A lot of coaches lead their teams to better-than-expected finishes every year. Others lead teams that fail to meet expectations. For Union and head coach Nate Leaman, expectations were exceeded. It was the best season in the program's 19-year Division I history that included a school-record 21 wins, its first appearance in the ECAC Hockey Championship weekend and title game and a place in the national rankings for 14 straight weeks.

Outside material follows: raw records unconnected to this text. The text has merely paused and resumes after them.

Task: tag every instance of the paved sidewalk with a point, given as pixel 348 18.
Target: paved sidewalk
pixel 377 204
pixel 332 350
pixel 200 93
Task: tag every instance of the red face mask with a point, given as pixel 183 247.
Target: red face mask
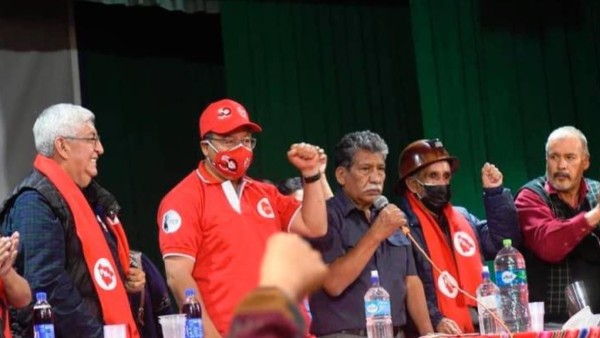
pixel 233 163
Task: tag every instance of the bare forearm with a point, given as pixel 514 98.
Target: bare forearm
pixel 417 305
pixel 314 213
pixel 327 192
pixel 17 289
pixel 344 270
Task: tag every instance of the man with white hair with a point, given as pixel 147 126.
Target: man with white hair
pixel 72 244
pixel 559 215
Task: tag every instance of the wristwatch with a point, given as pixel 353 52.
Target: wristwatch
pixel 311 179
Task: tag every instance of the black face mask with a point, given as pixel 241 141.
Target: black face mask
pixel 436 197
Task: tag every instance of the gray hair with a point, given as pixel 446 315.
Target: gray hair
pixel 358 140
pixel 63 119
pixel 567 131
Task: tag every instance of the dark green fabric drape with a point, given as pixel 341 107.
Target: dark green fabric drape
pixel 147 94
pixel 496 77
pixel 314 71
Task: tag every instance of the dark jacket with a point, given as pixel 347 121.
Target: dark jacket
pixel 51 258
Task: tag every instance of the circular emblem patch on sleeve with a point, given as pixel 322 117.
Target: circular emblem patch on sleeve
pixel 171 221
pixel 104 274
pixel 464 244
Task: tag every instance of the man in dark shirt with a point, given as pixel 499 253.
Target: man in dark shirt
pixel 455 239
pixel 360 239
pixel 559 215
pixel 72 245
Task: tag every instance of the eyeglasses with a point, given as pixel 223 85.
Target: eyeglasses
pixel 230 142
pixel 93 140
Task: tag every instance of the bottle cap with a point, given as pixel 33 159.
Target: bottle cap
pixel 40 296
pixel 485 271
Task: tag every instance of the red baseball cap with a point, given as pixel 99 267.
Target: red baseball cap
pixel 224 116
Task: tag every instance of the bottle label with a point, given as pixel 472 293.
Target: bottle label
pixel 193 328
pixel 43 331
pixel 511 277
pixel 488 301
pixel 377 308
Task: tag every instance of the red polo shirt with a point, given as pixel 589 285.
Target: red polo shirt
pixel 224 233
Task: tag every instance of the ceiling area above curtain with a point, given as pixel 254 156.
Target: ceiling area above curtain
pixel 188 6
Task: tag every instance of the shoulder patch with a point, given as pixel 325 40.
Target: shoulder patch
pixel 171 221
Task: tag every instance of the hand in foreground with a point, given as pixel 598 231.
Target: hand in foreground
pixel 291 265
pixel 305 157
pixel 136 280
pixel 447 325
pixel 322 160
pixel 8 252
pixel 491 177
pixel 390 219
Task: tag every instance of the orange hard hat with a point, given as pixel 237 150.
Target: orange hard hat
pixel 420 154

Union's season was the product of a progression over the last several years. Current seniors were given lots of ice time and lots of responsibility as younger players and the likes of Mike Schreiber, Mario Valery-Trabucco and Jason Walters grew into being some of the best players in ECAC Hockey. A freshman goalie, Keith Kinkaid, was eased into the job upon his arrival on campus but turned into the team's go-to-guy between the pipes. Leaman made the decision to go with backup goalie Corey Milan in the second and third games of Union's conference quarterfinal series against Quinnipiac and Milan did the job, making 57 saves on 59 shots in two victories.

The tangible results and achievement are excellent. Other, less measureable data also trends positively for the Dutchmen. A once-dormant Messa Rink is now the place to be on campus Friday and Saturday nights, and the change in attitude around the program is such that winning is now an expectation. This isn't a one-and-done run for Union.